Berdirinya kerajaan Pagaruyung ditandai dengan Prasasti Suruaso, yang dituliskan bahwa Adityawarman menyelesaikan pembangunan selokan yang dibangun oleh raja sebelumnya, yaitu Akarendrawarman.
Prasasti tersebut juga menyebutkan Adityawarman memindahkan pusat pemerintahannya menuju ke daerah Pagaruyung.
Dengan adanya keterlibatan Adityawarman pada Kerajaan Pagaruyung, dirinya juga sempat menjadi raja pada kerajaan tersebut, tepatnya menjadi Tuhan Surawasa. Hal itu diungkapkan dalam prasasti Batusangkar.
Untuk wilayah kekuasaannya sendiri, Kerajaan Pagaruyung sangatlah luas. Jean Drakar dari Monash University Australia, kerajaan ini setara dengan Kerajaan Mataram dan Melaka.
Tidak hanya di pulau Sumatera saja, Kerajaan Pagaruyung juga memiliki daerah kekuasaan hingga Negeri Sembilan Malaysia.
Kerajaan Pagaruyung juga mempunyai sistem pemerintahannya sendiri. Adityawarman menerapkan sistem pemerintahan kerajaandan memperkenalkannya.
Bahkan, sistem pemerintahan yang dibangunnya, juga mirip dengan yang digunakan oleh Kerajaan Majapahit kala itu. Lebih dari itu, kekuatan Adityawarman cukup kuat dan mendominasi pulau Sumatera.
Hal itu didukung dengan gelar Maharajadiraja yang disandangnya, serta disebut dalam arca Amoghapasa, di hulu sungai Batang Hari. Statusnya sebagai raja, turut dibantu oleh Datuk Parpatih nan Sabatang dan Katumanggungan.
Dengan ini, Adityawarman membawa Kerajaan Pagaruyung meraih masa kejayaannya. Ia menjalin kerjasama dengan sejumlah kerajaan-kerajaan lain, baik dalam bidang perdagangan, maritim, dan yang lainnya.

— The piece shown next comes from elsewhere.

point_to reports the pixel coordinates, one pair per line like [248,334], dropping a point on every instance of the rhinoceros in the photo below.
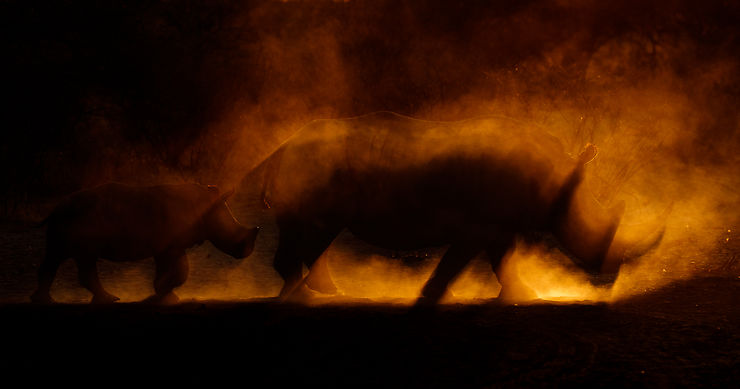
[402,184]
[120,222]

Salah satunya adalah Kerajaan Majapahit, yang mana Adityawarman sebelumnya merupakan petinggi dari kerajaan tersebut.
Bukan hanya itu, Kerajaan Pagaruyung juga menjalin kerjasama dengan kerajaan kecil. Bahkan, Kerajaan Pagaruyung menjalin kerjasama dengan Cina, dan sempat mengirim utusannya ke sana.
Tidak hanya soal menjalin kerjasama dengan kerajaan lain, Kerajaan Pagaruyung juga mendapati pengaruh dari beberapa agama dunia. Pertama, Kerajaan Pagaruyung mulai dipengaruhi oleh masuknya agama Hindu-Budha, pada abad ke 13 masehi.
Dua abad setelah itu, Kerajaan Pagaruyung juga ikut dipengaruhi dengan masuknya ajaran agama islam, melalui para musafir dan pemuka agama yang datang dari Aceh hingga Malaka.
Setiap kerajaan pastilah akan merasakan di keadaan yang lemah. Hal itu juga berlaku pada Kerajaan Pagaruyung.
Kerajaan tersebut mulai melemah kekuasaanya, yang diakibatkan oleh kuatnya pengaruh Kesultanan Aceh, yang mana mulai bergerak menguasai wilayah-wilayah yang berada di pesisir barat Sumatera. Tentu hal itu membuat wilayah Kerajaan Pagaruyung menyusut menjadi kecil.
Sampai pada akhirnya, Kerajaan Pagaruyung runtuh yang disebabkan oleh sejumlah faktor, mulai dari imbas perang Padri, hingga campur tangan Belanda pada abad ke 19.